In this asana close the left / right nostril with the finger and inhale with a single nostril. Thus the two nostrils should be alternated. Place the left hand on the medicine, on the left knee. Close the right nostril with the ring finger of the right hand. Now take a deep breath. After a while .. With the ring finger of the left hand, close the left nostril and exhale deeply. Do this for at least 5 minutes. Uses: This asana improves the heart, nervous system, and health. BP is under control. Improves blood circulation in the brain and throat. The eyes, nose, ears, and tongue are active. This asana can relieve ailments like inflammation and inflammation. Tonsils can also be prevented.

Namaste posture

This asana can be done very easily. Sit in this position with the legs folded first. Both hands should be placed close to the chest in a namaste posture. At the same time, slowly inhale and exhale. Use: It improves blood circulation in the hands. The respiratory system improves.

Children's posture

Bend the knees in this position and sit on the floor. Inhale the air and touch the head to the ground. Exhale three times after being in this pose. Then inhale the air and return to the previous position. Use: This asana improves blood circulation in the legs.

Vegetation posture

Stand upright with both legs touching each other. Then lift the right leg and place the foot, slowly at the thigh of the left leg.
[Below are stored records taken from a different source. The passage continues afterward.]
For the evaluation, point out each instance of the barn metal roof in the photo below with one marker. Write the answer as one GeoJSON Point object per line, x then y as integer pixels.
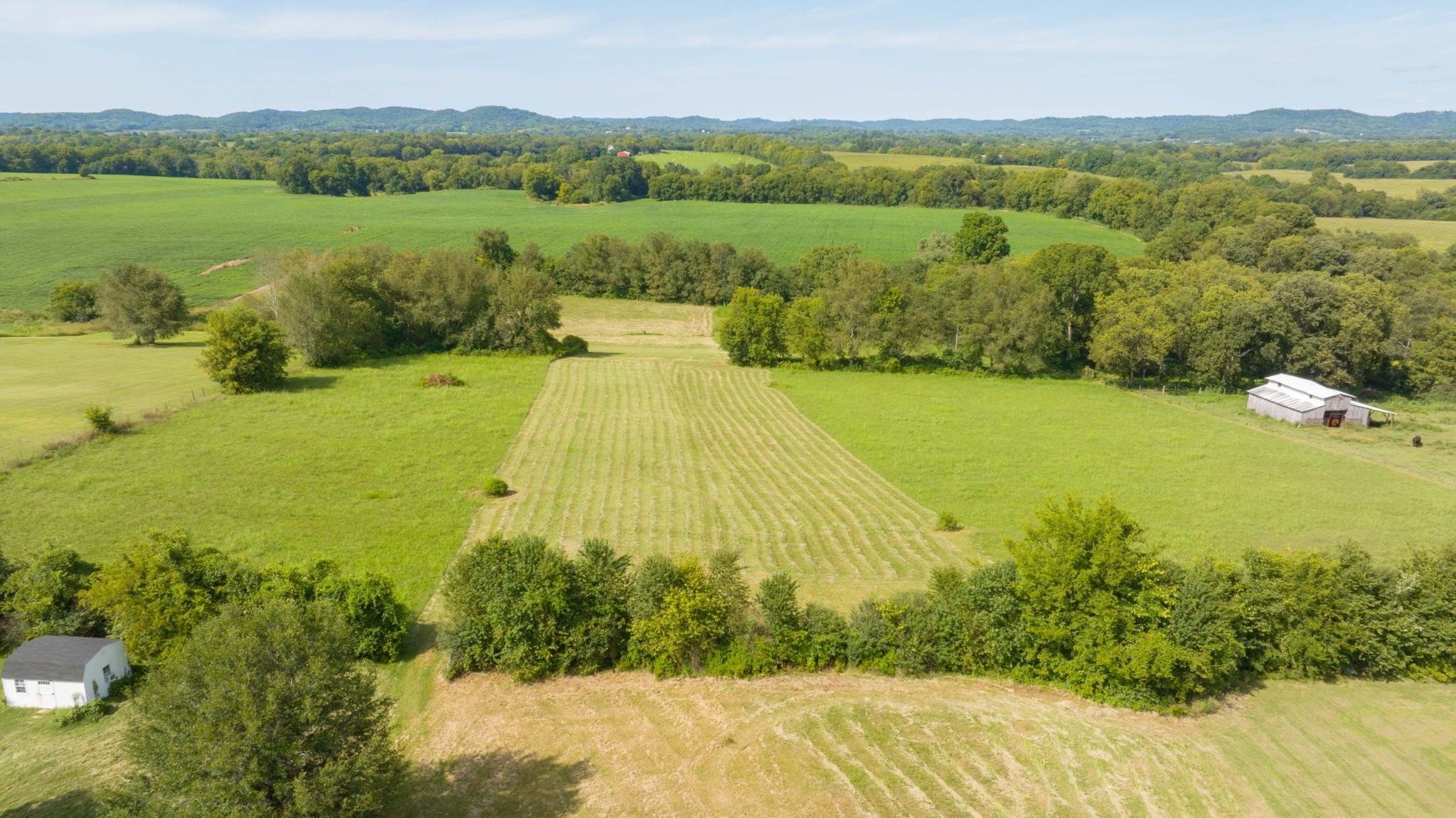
{"type": "Point", "coordinates": [53, 658]}
{"type": "Point", "coordinates": [1307, 386]}
{"type": "Point", "coordinates": [1288, 399]}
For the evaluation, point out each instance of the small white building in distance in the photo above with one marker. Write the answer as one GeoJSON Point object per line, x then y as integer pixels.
{"type": "Point", "coordinates": [1305, 402]}
{"type": "Point", "coordinates": [62, 672]}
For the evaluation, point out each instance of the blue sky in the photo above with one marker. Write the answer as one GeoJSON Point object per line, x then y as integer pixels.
{"type": "Point", "coordinates": [742, 58]}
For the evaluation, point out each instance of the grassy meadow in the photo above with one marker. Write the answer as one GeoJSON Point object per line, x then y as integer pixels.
{"type": "Point", "coordinates": [357, 465]}
{"type": "Point", "coordinates": [664, 448]}
{"type": "Point", "coordinates": [700, 159]}
{"type": "Point", "coordinates": [858, 744]}
{"type": "Point", "coordinates": [1432, 235]}
{"type": "Point", "coordinates": [992, 450]}
{"type": "Point", "coordinates": [50, 380]}
{"type": "Point", "coordinates": [57, 227]}
{"type": "Point", "coordinates": [1396, 188]}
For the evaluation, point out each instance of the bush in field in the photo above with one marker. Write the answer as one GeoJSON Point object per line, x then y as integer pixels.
{"type": "Point", "coordinates": [982, 239]}
{"type": "Point", "coordinates": [73, 300]}
{"type": "Point", "coordinates": [140, 303]}
{"type": "Point", "coordinates": [245, 351]}
{"type": "Point", "coordinates": [264, 711]}
{"type": "Point", "coordinates": [100, 419]}
{"type": "Point", "coordinates": [43, 596]}
{"type": "Point", "coordinates": [753, 329]}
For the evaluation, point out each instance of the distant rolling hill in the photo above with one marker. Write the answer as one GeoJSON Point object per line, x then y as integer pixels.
{"type": "Point", "coordinates": [494, 118]}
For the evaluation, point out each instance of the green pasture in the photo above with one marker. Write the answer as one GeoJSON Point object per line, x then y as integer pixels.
{"type": "Point", "coordinates": [1432, 235]}
{"type": "Point", "coordinates": [700, 159]}
{"type": "Point", "coordinates": [992, 450]}
{"type": "Point", "coordinates": [358, 465]}
{"type": "Point", "coordinates": [55, 227]}
{"type": "Point", "coordinates": [50, 380]}
{"type": "Point", "coordinates": [1396, 188]}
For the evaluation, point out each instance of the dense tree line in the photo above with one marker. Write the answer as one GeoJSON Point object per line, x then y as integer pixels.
{"type": "Point", "coordinates": [1353, 311]}
{"type": "Point", "coordinates": [1083, 603]}
{"type": "Point", "coordinates": [343, 305]}
{"type": "Point", "coordinates": [162, 588]}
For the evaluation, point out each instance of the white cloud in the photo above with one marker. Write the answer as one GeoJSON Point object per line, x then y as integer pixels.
{"type": "Point", "coordinates": [105, 18]}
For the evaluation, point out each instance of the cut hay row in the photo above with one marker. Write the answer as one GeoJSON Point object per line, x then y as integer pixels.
{"type": "Point", "coordinates": [670, 456]}
{"type": "Point", "coordinates": [829, 744]}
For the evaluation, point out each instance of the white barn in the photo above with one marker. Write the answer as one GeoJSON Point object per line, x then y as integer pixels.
{"type": "Point", "coordinates": [1305, 402]}
{"type": "Point", "coordinates": [62, 672]}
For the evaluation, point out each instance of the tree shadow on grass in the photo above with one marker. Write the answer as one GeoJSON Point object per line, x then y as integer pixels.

While doing this raise both hands and stand in the salutation pose. Let it stand for a few minutes and then take a deep breath. Come back to normal. Do the above with the left foot this time. Use: Doing this asana daily will not only strengthen but also improve the health of the lungs. The functioning of the lungs also improves. Control blood pressure in the body .. Respiratory system, the body is fit.